What You Need to Know

  • Source: Hacker News
  • Published: May 17, 2026 at 15:37 UTC
  • Category: Technology
  • Topics: #hackernews · #programming · #tech · #anthropic · #claude

Read the Full Story

This is a curated summary. For the complete article, original data, quotes and full analysis:

Read the full story on Hacker News →

All reporting rights belong to the respective author(s) at Hacker News.

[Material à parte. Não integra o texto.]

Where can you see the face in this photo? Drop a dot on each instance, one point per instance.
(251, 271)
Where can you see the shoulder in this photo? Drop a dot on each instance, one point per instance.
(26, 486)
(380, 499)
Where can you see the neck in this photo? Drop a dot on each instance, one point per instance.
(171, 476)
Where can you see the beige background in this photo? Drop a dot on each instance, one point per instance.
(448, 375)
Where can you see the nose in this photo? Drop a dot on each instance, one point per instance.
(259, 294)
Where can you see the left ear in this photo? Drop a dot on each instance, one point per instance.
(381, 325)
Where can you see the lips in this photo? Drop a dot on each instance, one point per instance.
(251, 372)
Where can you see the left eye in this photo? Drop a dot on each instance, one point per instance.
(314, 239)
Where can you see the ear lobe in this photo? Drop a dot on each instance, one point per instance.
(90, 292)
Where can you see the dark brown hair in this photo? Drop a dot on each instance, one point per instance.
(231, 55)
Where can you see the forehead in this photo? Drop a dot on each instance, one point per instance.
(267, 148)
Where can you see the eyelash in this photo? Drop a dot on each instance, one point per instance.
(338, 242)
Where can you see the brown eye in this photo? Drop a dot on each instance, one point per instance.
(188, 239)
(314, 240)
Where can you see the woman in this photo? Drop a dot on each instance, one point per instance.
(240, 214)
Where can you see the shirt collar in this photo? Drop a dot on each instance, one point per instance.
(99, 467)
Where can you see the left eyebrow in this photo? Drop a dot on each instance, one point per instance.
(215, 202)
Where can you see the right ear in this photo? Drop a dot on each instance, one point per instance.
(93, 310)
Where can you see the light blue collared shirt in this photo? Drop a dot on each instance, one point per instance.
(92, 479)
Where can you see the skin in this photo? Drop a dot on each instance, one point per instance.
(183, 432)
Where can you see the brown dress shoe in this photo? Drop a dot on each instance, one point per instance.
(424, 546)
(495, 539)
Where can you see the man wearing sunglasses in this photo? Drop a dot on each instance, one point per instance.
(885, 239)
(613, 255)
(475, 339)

GlobalBR News summarizes publicly available content to help readers discover the most relevant global news.


Curated by GlobalBR News · May 17, 2026



🇧🇷 Resumo em Português

O Brasil, que impulsiona a inovação tecnológica na América Latina, acaba de ganhar uma ferramenta revolucionária para desenvolvedores: o Semble, um mecanismo de busca de código que promete reduzir em 98% o uso de tokens em comparação ao tradicional grep, sem depender de APIs ou de poderosos GPUs.

Desenvolvido com base em embeddings da Model2Vec e no algoritmo BM25, o Semble se destaca por ser open-source, executável em CPU e livre de chaves de acesso, o que o torna acessível mesmo para pequenas equipes e startups brasileiras. No contexto nacional, onde a otimização de recursos é crucial devido à alta demanda por soluções escaláveis e de baixo custo, essa ferramenta chega como uma alternativa promissora para agilizar a revisão e manutenção de grandes bases de código, especialmente em ambientes com limitações de infraestrutura.

A expectativa é que, com sua adoção, o Brasil dê mais um passo rumo à eficiência na programação, enquanto a comunidade de desenvolvedores brasileiros contribui ativamente para o aprimoramento da ferramenta.


🇪🇸 Resumen en Español

Semble llega para revolucionar el modo en que los desarrolladores buscan código en sus proyectos, ofreciendo una alternativa hasta un 98% más eficiente en consumo de tokens que herramientas tradicionales como grep. Esta innovación, basada en embeddings de Model2Vec y el algoritmo BM25, promete agilizar la productividad sin depender de claves de API y operando únicamente con CPU, lo que la hace accesible incluso para equipos con recursos limitados.

La relevancia de Semble radica en su capacidad para procesar búsquedas semánticas en código fuente, entendiendo el contexto y no solo coincidencias literales de texto. Para los desarrolladores hispanohablantes, esto significa una herramienta más intuitiva y económica, especialmente útil en entornos donde el hardware o la conectividad pueden ser un obstáculo. Además, su naturaleza de código abierto fomenta la colaboración global y la adaptación a necesidades específicas, democratizando el acceso a tecnologías avanzadas de búsqueda de software.